Learning About Connections Outside of the Classroom

It’s beneficial for children at every age to talk about connections. Many of us learned about the relationships between natural things from the two-dimensional world of science textbooks. We absorbed a sequence of facts about various topics in a linear progression. Yet we do not live in a two-dimensional world; very few things move linearly, and science is filled with multi-dimensional relationships that cannot be fully understood or appreciated through the rote memorization of facts. These associations should be established through guided play to foster a closer appreciation of the natural world. 

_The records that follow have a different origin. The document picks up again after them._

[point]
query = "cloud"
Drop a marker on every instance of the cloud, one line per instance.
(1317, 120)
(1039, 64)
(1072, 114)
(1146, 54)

The core of memory concerns building mental associations with objects, places, and people. The good and bad news is that we first base these connections on positive or negative emotions. Since children are growing into their social competence, they often rely on adults, specifically their parents, to identify and explain these connections to them. Think of it as teaching a word’s definition to someone unfamiliar with a concept. Our children experience both actual training in spoken and written language and also the subconscious language of relationships in meaning across all worldly (and abstract) things around them. Often the latter isn’t an academic area where young people receive support at school, dependent on the resources and accessibility options available at the institution.

Parents have an excellent opportunity to point out the connections between all living things and the vital role that each one plays in the web of life. Children inherently understand this relatedness and listen to stories about the natural world with the same anticipation as a bedtime tale. For instance, if they haven’t brought it up, talk to them about the changing weather: What questions do they have? What do they think about the difference between rain, snow, sleet, and hail? One of the most amazing things to see is when a child feels the texture of soil or sand for the first time. When combined with your descriptions of basic plant biology and the origins of life, you’ll provide them with a simple yet unforgettable session of free play.

You do not need to be an expert, and there is a lot that you will learn with your children as you go—in the back of your mind, remember to look for opportunities to connect your child’s object of interest to a cycle, a season, a food chain, or another living thing. Don’t limit their interaction to simple contact! Please encourage them to use their senses to experience nature through touch, smell, taste, or sound, feeling compassion, or admiring plants or animals. Allowing children to stumble into meaning-making on their own builds awareness of connections in life and promotes pro-social connections within themselves and others.